Im Berufungsprozess im Fall Eternit S.p.a (Genua) hat der vorsitzende Richter die Unternehmensführung im Zusammenhang mit den Risiken von Asbest harsch kritisiert. Er zog bei seinen Ausführungen vom Montag Parallelen zu den Nationalsozialisten im Dritten Reich.
Die Schädlichkeit von Eternit sei von den Verantwortlichen mit viel Aufwand verschleiert worden, sagte Richter Alberto Oggè. Ähnlich seien die Nazis vorgegangen, als diese den Holocaust zu kaschieren versuchten. Dies habe zur Folge gehabt, dass der Mord an den Juden später nicht mehr in seiner vollen Tragweite rekonstruiert werden konnte.
Der Richter bezog sich bei seiner Äusserung auf eine Passage im erstinstanzlichen Urteil gegen die beiden Ex-Mitbesitzer des Unternehmens, der Schweizer Stephan Schmidheiny und der Belgier Jean-Louis de Cartier de Marchienne.

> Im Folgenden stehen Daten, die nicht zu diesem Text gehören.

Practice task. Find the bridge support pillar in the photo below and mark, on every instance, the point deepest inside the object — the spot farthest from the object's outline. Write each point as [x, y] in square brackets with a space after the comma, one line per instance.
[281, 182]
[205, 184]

Darin heisst es, die Führung des italienischen Unternehmens habe in den 1970-er Jahren entschieden, die Risiken beim Umgang mit Asbest zu verharmlosen und beruhigende Informationen zu verbreiten.
Die Verteidigung von Schmidheiny kommentierte auf Anfrage der Nachrichtenagentur sda den Holocaust-Vergleich des Richters nicht. Sie liess mit Verweis auf die Verfahrenstaktik auch offen, wie sie auf die Aussagen reagieren wird.
Hohe Gefängnisstrafe
Schmidheiny und de Cartier waren vor einem Jahr zu jeweils 16 Jahren Haft sowie zu Schadenersatzzahlungen in dreistelliger Millionenhöhe verurteilt worden.
Das Strafgericht sah es als erwiesen an, dass die beiden ehemaligen Mitbesitzer der Eternit S.p.a. (Genua) absichtlich eine Umweltkatastrophe verursacht hätten. Ferner haben sie gemäss der Urteilsbegründung vom Mai 2012 mit Absicht Sicherheitsmassnahmen in zwei italienischen Eternit-Fabriken nicht eingehalten.
Bei zwei weiteren Eternit-Fabriken hatte das Strafgericht die Fälle als verjährt erachtet. Gegen das Urteil gingen sowohl die Staatsanwaltschaft als auch die beiden Verurteilten in Berufung.
Der Staatsanwalt strebt eine Verurteilung Schmidheinys und de Cartiers auch in den als verjährt beurteilten Fällen an. Er hatte in der ersten Instanz je 20 Jahre Haft verlangt. Die Verteidigung will eine Annullierung des Prozesses.